FIG. 1 is a functional block diagram of a gas shutoff device according to an embodiment of the present invention, FIG. 2 is a diagram showing changes over time in proper use conditions of the device, and FIGS. 3, 4, and 5 are the same device. 6 shows a schematic program flow in FIG. 6, FIG. 6 is a functional block diagram of a gas shutoff device in another embodiment of the present invention, FIG. 7 is a diagram showing changes in proper use conditions of the device over time, and FIG. 8 is The figure which shows a part of schematic program flow in the same device,
FIG. 9 is a functional block diagram of a conventional gas shutoff device, and FIG. 10 is a diagram showing changes over time in proper use conditions of a conventional example. 1 ... Flow rate measuring means, 2 ... Usage state detection section, 3 ... Initial condition storage section, 4 ... Proper usage condition determination section, 9
...... Short-cutting means, 10 ...... First timer, 11 ...... Second timer, 12 ...... Starting signal applying means, 13 ...... First use state storage arithmetic unit, 14 ...... Second use state storage Arithmetic unit, 15 ...
… Appropriate use condition setting change section, 44 …… Allowable maximum level judgment section.

 ─────────────────────────────────────────────────── ─── Continuation of front page (72) Inventor Hiroshi Horii 1006 Kadoma, Kadoma City, Osaka Prefecture Matsushita Electric Industrial Co., Ltd. (72) Inventor Shinzo Kato 2-16-4 Tadao Machida, Tokyo High-pressure gas Liquefied petroleum gas research institute of the Japan Security Association (72) Inventor Mitsuo Namba 2-16-4 Tadao Tokyo Machida No. 16 No. 4 High Pressure Gas Safety Association, Liquefied Petroleum Gas Laboratory (56) Reference JP-A-2-144609 (JP, A) JP-A-2-144608 (JP, A) JP-A-1-308575 (JP, A) JP-A-63-127018 (JP, A)

Claims (2)

[Claims] 1. A flow rate measuring means for emitting a signal in accordance with an amount of passing gas of a gas meter provided in a gas supply line, and a usage state detecting section for detecting a gas usage state by a flow rate signal sent from the flow rate measuring means.
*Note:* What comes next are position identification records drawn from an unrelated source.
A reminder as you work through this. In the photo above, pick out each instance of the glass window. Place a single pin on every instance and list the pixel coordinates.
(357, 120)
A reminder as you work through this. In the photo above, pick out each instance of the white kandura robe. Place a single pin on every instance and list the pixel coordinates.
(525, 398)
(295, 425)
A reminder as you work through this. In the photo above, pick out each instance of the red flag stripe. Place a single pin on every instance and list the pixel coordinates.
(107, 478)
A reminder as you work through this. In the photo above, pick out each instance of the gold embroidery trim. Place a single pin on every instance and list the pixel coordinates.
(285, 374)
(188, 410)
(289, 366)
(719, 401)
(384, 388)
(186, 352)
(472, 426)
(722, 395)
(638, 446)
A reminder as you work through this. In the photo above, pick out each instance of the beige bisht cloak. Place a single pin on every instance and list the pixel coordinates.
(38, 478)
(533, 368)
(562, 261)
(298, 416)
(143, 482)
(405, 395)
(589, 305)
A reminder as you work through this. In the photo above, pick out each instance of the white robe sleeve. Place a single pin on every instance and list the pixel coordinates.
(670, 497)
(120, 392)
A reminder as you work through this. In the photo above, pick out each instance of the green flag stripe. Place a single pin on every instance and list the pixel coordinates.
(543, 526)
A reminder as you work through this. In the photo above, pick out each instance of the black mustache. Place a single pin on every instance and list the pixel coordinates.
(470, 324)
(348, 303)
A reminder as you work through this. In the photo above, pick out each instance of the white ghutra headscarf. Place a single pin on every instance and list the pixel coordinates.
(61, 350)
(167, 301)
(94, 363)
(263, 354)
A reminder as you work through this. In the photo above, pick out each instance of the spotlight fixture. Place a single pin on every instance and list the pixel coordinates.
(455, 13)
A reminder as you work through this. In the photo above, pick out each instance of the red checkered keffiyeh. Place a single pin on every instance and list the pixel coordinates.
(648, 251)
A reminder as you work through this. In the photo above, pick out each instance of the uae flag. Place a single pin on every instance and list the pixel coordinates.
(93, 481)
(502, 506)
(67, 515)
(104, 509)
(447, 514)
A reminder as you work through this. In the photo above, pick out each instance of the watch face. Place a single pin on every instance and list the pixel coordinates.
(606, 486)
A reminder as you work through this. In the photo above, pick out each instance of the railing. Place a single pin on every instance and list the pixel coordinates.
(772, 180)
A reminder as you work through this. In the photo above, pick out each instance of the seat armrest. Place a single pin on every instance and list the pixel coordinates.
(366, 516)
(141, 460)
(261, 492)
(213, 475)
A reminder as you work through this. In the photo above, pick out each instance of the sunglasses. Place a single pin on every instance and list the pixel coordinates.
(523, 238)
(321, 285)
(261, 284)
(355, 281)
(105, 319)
And an initial condition storage unit that stores gas proper use conditions as initial values in advance, and a proper use condition determination unit that outputs a cutoff signal by determining that the signal from the use state detection unit is abnormal when the signal deviates from the gas proper use conditions. When,
A first timer that counts a first predetermined period; a second timer that starts and counts a second predetermined period that is shorter than the first predetermined period simultaneously with the first timer; Activation signal applying means for activating the first and second timers at the same time, and a signal from the usage state detection unit that stores the gas usage state during the first timer operation and that is used based on the stored usage state. A first usage state storage computing unit for computing conditions, and a signal from the usage state detection unit for storing the gas usage state during operation of the second timer, and usage conditions based on the stored usage state. And the output of the second use state storage operation unit at the end of the counting of the second timer and the initial condition, and a predetermined value is set as a new proper use condition. Then, at the end of counting the first timer, the output of the first use state storage / arithmetic unit is compared with the initial condition, and the proper use condition setting change unit for changing the predetermined value as the proper use condition again, and the proper use condition. A gas shutoff device comprising: shutoff means for shutting off a gas passage in response to a shutoff signal from a condition determination unit. 2. During the operation of the first timer, it is judged whether or not the result of carrying out a predetermined calculation on the signal from the usage state detecting section exceeds the maximum allowable level of the proper use condition, and if it exceeds the maximum level. The gas shutoff device according to claim (1), further comprising an allowable maximum level determination unit that newly sets an allowable maximum level as an appropriate use condition in the appropriate use condition setting changing unit.